The hypermethylation of p16 in cervical patients was significantly associated with an approximately 5.76-fold increase in the high-risk HPV infected group than compared to low-risk and/or non-HPV infected group (OR=5.76, 95%CI=2.36–14.04, P<0.01). This result was according to the study, which pointed out the OR=5.82 (95%CI=1.95–19.3, P=0.01). Concerning to RR value, high-risk HPV infection significantly increased 3.11 times in the risk of p16 hypermethylation, leading to the inactivation of p16 (95%CI =1.75–5.53, P<0.01).
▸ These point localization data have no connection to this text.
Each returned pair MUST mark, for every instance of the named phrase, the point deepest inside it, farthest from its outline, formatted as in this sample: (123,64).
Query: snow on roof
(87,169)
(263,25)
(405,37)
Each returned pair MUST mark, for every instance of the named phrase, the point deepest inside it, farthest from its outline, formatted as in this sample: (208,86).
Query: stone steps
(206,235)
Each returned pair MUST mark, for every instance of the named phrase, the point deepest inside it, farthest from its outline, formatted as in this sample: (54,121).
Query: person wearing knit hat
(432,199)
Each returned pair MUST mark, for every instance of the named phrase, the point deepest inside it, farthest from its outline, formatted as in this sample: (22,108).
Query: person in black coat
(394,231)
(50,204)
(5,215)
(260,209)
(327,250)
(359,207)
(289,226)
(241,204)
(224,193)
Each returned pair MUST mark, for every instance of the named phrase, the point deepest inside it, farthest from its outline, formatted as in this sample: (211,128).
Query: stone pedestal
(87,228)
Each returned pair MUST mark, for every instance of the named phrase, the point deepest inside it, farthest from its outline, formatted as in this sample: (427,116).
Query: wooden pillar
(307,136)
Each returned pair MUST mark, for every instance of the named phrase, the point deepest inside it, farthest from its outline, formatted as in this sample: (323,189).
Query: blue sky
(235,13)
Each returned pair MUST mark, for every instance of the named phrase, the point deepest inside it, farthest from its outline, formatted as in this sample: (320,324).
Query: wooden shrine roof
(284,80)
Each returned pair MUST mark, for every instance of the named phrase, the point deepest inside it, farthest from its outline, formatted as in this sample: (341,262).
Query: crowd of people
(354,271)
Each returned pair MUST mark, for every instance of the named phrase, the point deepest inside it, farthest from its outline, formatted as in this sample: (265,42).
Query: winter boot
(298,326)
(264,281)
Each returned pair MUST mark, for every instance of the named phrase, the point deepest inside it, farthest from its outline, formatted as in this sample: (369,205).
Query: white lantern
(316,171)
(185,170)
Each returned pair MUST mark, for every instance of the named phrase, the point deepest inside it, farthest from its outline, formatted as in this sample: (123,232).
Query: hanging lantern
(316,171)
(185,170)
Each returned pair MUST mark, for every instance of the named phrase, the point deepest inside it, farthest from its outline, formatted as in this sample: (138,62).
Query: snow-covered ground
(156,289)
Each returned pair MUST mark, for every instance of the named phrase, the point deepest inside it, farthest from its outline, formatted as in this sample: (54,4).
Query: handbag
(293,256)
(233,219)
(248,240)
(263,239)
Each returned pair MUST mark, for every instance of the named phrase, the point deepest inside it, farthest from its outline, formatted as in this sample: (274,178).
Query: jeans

Therefore, identification of HPV high-risk (such as HPV 16, 18) and hypermethylation of p16 gene by contributing the risk of cervical cancer development. The MSP method for p16 hypermethylation detection and HPV typing in Pap test samples could be considered as the promising candidate, non-invasive biomarkers potentially used for diagnosis and prognostic purposes in Vietnam.

Conclusion

A higher prevalence of p16 promoter hypermethylation in high-risk HPV infected samples, counting for 55.6%. On the contrary, the low frequency of p16 promoter hypermethylation was found in low-risk and non-HPV infected samples. Additionally, the significant correlation between candidate gene hypermethylation and HPV exposure as well as the odds ratio and relative risk were found in the significant correlation, counting for 5.76 and 3.11, respectively were reported. The screening, which based on the combination of both high-risk HPV detection and p16 gene’s promoter methylation, will be an auspicious characteristic for early prognosis and diagnosis of cervical cancer. Moreover, MSP assay done in candidate gene on the non-invasive samples (liquid-based Pap test) would provide the potential method, easily applied in clinic, to prognosis and early diagnosis of cervical cancer in Vietnamese population. In further study, the present findings require extension to a larger number of samples and series on many potential genes in order to get the profile of methylated genes related to cancer of cervix.

Ethical considerations

Ethical issues (Including plagiarism, informed consent, misconduct, data fabrication and/or falsification, double publication and/or submission, redundancy, etc.) have been completely observed by the authors.